Editorial: Gun control body's figures really need shooting down
Gympie Times, Page: 13 Saturday, 14 January 2012
I thought the graph that inspired my last column was the worst example of the journalistic misuse of figures I was likely to see for a while.
Sadly I came upon another example on Monday, January 9, courtesy of the Herald Sun.
Admittedly the article did not involve a graph but every journalist should be aware that quoting anything produced by the National Coalition for Gun Control without having a really long think about what it actually means, is a recipe for a nasty surprise.
Short of all the padding, the base article was an unsurprising non-story demonstrating that most of the guns used in crimes are neither stolen nor have ever been registered.
After wrapping a few figures around that however the Herald Sun produced a horror story to keep the kids staring into the dark, or at least the gullible toeing the gun control line.
One of the supposedly startling revelations was that there are several small Victorian towns where the number of guns is larger than the number of people.
One town of 278 people has 774 registered fire arms.
It sounds alarming, until you do the maths. That is 2.8 guns per person.
There is no Indication how many belong to security firms, police officers, gun collectors, professional shooters or even military museums.
The figures tell us nothing about the actual distribution or use of the guns.
If you think I am being pedantic, the next breathlessly alarmist statement was that, shock, horror, Victoria has almost 23% of all the registered firearms in Australia.
In reality, this is hardly surprising as Victoria has almost 24% of the total population.
Then there followed what are supposedly quotes from the Victorian police who are worried that there were 39,000 extra firearms registered in Victoria in the 18 months to June 2011 but only 5000 new licences issued.
Their biggest concern was expressed about the number of pistols in the community and people’s willingness to use them to commit crimes.
All sounds frightening so far.
The article then made a heroic attempt to connect the high rate of legal gun ownership in country Victoria with the prevalence of gun-related crime in the North-western suburbs of Melbourne.
This was followed by a pledge by the police of unremitting harassment to deter the use of pistols.
Leaving aside the question as to whether harassment is ever a legitimate policing tool, who are they going to harass? Harassing registered gun owners is not going to worry the criminals. They are not dependant on stealing guns to obtain their firearms.
The rate of gun theft has actually fallen by over half in the same period as the article covers, so any increase in gun crime is not attributable to stolen guns.
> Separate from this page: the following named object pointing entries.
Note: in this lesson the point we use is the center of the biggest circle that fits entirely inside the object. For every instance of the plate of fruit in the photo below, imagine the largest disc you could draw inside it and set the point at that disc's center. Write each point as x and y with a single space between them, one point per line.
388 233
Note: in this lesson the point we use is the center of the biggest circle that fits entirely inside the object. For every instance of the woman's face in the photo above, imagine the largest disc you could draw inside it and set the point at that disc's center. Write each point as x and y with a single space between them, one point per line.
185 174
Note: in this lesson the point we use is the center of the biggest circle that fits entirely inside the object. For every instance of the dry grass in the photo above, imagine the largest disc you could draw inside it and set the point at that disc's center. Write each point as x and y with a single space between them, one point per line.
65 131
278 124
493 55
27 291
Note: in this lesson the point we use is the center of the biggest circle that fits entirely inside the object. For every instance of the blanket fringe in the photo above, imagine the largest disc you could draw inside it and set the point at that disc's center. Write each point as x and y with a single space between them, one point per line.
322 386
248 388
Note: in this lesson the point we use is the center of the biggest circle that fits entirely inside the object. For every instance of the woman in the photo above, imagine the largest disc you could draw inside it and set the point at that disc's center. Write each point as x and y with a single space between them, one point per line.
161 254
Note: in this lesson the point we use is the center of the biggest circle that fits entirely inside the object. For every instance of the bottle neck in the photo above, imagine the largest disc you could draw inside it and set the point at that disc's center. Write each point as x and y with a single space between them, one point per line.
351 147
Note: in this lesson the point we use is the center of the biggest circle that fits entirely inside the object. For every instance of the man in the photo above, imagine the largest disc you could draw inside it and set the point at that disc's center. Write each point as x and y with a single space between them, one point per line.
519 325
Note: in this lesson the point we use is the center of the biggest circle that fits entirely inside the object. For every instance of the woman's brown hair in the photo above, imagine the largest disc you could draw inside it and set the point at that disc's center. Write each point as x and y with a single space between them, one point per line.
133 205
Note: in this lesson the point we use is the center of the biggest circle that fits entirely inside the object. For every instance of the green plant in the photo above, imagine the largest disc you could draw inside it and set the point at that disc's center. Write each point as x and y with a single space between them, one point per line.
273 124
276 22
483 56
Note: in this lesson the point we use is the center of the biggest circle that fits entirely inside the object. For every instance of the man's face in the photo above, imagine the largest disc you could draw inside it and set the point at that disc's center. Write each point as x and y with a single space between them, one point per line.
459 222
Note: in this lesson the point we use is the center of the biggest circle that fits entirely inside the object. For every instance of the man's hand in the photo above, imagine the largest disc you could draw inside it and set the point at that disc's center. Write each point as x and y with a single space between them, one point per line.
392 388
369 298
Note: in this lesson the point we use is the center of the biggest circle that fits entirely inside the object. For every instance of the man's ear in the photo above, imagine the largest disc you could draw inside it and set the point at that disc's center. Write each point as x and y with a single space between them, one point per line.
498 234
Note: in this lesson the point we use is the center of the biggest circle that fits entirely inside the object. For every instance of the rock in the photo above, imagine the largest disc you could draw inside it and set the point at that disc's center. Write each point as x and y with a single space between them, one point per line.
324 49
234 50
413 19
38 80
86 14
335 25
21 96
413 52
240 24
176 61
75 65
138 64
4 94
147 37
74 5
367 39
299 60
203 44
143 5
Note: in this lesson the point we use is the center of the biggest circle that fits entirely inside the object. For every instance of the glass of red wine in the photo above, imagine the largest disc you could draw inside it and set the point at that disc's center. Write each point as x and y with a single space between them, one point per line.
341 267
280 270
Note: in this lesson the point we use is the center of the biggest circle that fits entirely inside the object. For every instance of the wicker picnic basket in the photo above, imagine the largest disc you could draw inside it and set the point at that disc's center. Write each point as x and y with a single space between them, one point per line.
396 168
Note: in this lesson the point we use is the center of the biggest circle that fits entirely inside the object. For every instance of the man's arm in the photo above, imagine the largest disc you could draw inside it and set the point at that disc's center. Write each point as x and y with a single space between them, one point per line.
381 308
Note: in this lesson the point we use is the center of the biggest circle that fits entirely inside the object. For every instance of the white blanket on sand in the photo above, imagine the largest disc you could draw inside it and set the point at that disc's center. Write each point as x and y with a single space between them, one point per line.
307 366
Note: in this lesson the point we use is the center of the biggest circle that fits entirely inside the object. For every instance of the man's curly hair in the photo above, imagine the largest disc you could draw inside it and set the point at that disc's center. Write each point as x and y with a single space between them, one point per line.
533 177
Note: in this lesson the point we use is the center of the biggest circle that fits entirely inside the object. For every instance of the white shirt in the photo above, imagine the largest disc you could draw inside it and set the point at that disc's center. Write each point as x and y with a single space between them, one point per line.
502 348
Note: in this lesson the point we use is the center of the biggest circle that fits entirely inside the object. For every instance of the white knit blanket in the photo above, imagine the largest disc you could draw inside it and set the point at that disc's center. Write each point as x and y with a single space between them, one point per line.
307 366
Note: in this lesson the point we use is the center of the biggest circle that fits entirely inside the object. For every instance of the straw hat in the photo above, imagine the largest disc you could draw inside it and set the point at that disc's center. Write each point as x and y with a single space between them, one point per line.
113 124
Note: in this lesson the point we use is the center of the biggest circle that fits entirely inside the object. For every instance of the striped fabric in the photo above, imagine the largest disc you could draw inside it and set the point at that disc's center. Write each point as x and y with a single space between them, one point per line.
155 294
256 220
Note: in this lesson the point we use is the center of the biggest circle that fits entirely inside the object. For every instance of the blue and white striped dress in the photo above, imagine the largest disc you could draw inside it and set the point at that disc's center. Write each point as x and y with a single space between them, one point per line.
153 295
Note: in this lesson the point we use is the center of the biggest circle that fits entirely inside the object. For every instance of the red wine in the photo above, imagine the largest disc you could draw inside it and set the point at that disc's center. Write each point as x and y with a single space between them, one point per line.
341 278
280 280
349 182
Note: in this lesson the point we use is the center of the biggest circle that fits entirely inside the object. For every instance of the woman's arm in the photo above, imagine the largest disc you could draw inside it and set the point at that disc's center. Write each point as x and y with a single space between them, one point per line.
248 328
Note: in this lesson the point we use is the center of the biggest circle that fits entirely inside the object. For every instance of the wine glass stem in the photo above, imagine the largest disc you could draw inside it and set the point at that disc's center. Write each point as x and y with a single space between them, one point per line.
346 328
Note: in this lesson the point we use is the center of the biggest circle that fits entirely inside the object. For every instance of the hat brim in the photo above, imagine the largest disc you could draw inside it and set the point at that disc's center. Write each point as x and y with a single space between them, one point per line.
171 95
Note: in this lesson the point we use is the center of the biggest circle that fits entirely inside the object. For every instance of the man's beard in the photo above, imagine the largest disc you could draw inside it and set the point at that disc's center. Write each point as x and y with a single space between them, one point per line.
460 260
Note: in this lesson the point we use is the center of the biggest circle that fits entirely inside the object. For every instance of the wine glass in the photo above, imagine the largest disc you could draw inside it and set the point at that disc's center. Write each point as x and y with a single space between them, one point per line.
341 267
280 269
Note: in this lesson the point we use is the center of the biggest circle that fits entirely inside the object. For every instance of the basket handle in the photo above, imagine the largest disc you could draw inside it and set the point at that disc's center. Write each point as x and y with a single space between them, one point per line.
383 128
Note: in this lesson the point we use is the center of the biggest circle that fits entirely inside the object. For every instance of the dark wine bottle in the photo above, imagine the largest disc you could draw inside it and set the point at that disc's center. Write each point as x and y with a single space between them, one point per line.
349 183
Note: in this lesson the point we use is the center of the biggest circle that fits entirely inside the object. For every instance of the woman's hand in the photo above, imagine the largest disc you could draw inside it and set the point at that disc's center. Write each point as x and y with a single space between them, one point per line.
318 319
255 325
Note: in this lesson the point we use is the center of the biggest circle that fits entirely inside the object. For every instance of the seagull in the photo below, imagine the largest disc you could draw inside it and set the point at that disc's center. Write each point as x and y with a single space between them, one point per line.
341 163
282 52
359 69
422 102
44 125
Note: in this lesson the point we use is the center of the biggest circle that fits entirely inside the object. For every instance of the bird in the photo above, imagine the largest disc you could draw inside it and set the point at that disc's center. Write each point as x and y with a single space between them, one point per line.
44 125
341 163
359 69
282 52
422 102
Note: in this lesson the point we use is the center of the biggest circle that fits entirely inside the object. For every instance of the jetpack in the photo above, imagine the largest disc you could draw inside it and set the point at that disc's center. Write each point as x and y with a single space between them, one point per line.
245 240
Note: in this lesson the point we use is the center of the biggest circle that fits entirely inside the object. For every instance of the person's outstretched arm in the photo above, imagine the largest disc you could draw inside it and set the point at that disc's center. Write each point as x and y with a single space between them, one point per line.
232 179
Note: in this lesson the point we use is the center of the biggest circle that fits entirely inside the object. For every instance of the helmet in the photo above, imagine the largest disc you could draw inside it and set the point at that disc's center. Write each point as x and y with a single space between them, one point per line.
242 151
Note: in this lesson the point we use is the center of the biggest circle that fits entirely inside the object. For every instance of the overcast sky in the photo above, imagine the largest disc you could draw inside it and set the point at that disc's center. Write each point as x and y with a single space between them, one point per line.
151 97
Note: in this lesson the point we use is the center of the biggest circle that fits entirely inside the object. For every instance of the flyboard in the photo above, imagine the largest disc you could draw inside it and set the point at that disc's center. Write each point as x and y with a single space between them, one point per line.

The attitude of the police who were quoted as saying, "We can’t just wait for these matters to be fully investigated and brought before the courts one or two years down the track.
"We’ve got to start making life difficult for these peanuts" expresses an attitude to policing and the public that is all too familiar in Victoria.
Luckily the head of the Licensing and Registration Division is a little more balanced. He admits that the problem is not the legal guns in the hands of licensed shooters.
So what do all these figures really mean? The increase in the number of pistols in Victoria was only 400 in 12 months. There are only 11,600 licensed pistols in the whole of Victoria.
Only 273 pistols were seized from criminals in the past three years in Victoria. Only 41 of them were stolen.
In spite of the Wild West image that the article portrayed, crime has fallen by 18% overall in Victoria since 2000 and by 29% when considered as offences per head of population.
Yet the article claims that the rate of armed robbery using firearms increased by 62% in the year ending June 2011. Accurate data is difficult to get when dealing with firearms.
There are too many political fingers in the pie. That said, in 2008 there were 5686 incidents of armed robbery recorded in Australia as a whole.
The number of victims of armed robbery had decreased by 28% since 2003. Only 13% were committed using firearms.
Official Victorian police figures for 2011 show, "Armed robberies accounted for 46% of all robberies in 2010/2011, an increase of 10.6% since 2009/2010. The most common weapon used in armed robberies was a knife (48.2%), and 14.5% of all weapons used in robberies were a firearm (including imitation firearms), an increase of 44.5%." So where does the Sun Herald/Gun Control lobby get its 62%? Probably from the same place it pulls most of its so called data from.
The more pertinent fact, played down in the article, is that 75% of pistols seized from criminals had never been registered and that 85% of all firearms seized from criminals were not stolen weapons.
Logically there would seem to be a large black market in weapons that never hit the registers. It would seem that criminals do not bother to register their guns. Somehow, registered gun owners do not seem to be the problem.
I don’t care what happens to criminals with firearms, but knee-jerk policy founded in ignorance only hurts the law-abiding citizen because after all, criminals don’t register their guns.